Natalie started painting professionally shortly after moving to Shropshire in 2003, following her earlier formal training in fine art and later, stage and set design. She began working on a series of intricate flower and bird portraits, which she feels that Georgia O’Keefe, Karl Blossfeldt and early 17th century Dutch painters such as Ambrosius Bosschaert have heavily influenced.
She has had several well received exhibitions throughout Great Britain, for example; the Judith Blacklock Gallery in Knightsbridge, several Cork Street galleries in London, Birmingham City Art Gallery and the Royal Academy.
The flower or bird itself is just the starting point for an abstract study of transparency, colour and form. The effects of sunlight and shadows are having an increasing effect on my work; the subtlety of colours becomes a unique moment in time. Each subject is so different, offering delicacy and detail but at the same time strength and vitality. It’s these differences that fascinate me and I try to capture that essence in my work. I want the viewer to have the experience that is beyond that of the image in nature; therefore, the scale of my work is important. By enlarging the scale, the nature of the subject is intensified, and enables the viewer to become surrounded by the beauty of the subject.
I often work from photographs translated onto a large-scale canvas. The focus is then increased to enable the viewer to be surrounded and drawn into what becomes an abstract concept of colour and shape.

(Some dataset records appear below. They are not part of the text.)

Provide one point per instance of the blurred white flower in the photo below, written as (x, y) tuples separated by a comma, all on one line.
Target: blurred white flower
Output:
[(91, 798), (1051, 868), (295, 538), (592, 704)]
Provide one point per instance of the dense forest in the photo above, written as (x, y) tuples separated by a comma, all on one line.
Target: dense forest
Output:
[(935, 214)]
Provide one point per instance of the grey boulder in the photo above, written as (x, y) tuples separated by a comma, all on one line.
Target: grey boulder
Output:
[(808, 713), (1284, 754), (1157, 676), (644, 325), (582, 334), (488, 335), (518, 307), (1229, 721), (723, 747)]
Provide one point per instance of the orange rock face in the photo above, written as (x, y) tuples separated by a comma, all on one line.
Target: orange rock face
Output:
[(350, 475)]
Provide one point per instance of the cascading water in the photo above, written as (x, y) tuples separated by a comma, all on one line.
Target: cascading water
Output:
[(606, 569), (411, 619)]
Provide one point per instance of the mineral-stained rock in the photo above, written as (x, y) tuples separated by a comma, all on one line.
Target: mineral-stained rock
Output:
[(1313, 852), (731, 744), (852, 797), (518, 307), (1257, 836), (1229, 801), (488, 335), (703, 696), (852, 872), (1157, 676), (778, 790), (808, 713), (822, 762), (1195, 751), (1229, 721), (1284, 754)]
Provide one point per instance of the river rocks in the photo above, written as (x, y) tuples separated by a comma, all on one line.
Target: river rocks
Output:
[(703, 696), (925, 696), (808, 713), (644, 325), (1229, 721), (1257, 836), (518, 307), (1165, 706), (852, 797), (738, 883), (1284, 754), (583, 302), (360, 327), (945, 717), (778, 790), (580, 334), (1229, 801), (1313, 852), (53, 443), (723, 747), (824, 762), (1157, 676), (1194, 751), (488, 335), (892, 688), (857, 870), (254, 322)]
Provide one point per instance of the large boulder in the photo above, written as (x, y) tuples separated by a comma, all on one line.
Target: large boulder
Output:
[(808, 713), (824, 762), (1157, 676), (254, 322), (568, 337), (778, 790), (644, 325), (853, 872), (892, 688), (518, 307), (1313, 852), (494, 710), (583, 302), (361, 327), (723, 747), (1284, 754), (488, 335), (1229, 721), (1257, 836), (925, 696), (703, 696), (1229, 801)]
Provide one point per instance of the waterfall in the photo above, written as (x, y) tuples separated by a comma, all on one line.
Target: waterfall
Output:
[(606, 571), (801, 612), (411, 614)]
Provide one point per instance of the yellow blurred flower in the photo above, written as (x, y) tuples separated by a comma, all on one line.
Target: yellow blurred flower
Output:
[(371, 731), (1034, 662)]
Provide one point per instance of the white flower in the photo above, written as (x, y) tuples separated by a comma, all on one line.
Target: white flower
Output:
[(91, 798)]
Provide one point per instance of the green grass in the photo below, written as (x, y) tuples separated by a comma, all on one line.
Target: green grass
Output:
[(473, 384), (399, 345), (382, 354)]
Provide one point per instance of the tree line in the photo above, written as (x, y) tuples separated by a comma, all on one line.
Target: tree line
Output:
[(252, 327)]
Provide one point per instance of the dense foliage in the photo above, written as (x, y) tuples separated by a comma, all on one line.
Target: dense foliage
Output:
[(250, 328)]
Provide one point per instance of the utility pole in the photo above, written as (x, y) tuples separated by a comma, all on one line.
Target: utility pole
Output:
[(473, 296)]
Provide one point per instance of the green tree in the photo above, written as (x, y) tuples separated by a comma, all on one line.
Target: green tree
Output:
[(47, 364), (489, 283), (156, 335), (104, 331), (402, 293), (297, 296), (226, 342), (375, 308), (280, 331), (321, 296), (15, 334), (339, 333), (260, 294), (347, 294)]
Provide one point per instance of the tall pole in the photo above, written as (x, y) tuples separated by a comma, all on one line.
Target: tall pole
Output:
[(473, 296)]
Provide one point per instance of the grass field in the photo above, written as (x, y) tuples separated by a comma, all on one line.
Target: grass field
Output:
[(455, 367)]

The subject is intensely studied to identify the form and movement derived from the use of colour. My interest ranges from capturing the delicacy of a petal or feather while also showing the strength within the subject; this is then emphasized by the background where a minimum distraction is sought.
The canvases range in size but start from 30x30 inches increasing to 50x70 inches for some of the later studies. The medium is oil built up in layers over a number of weeks to create a vivid and translucent finish.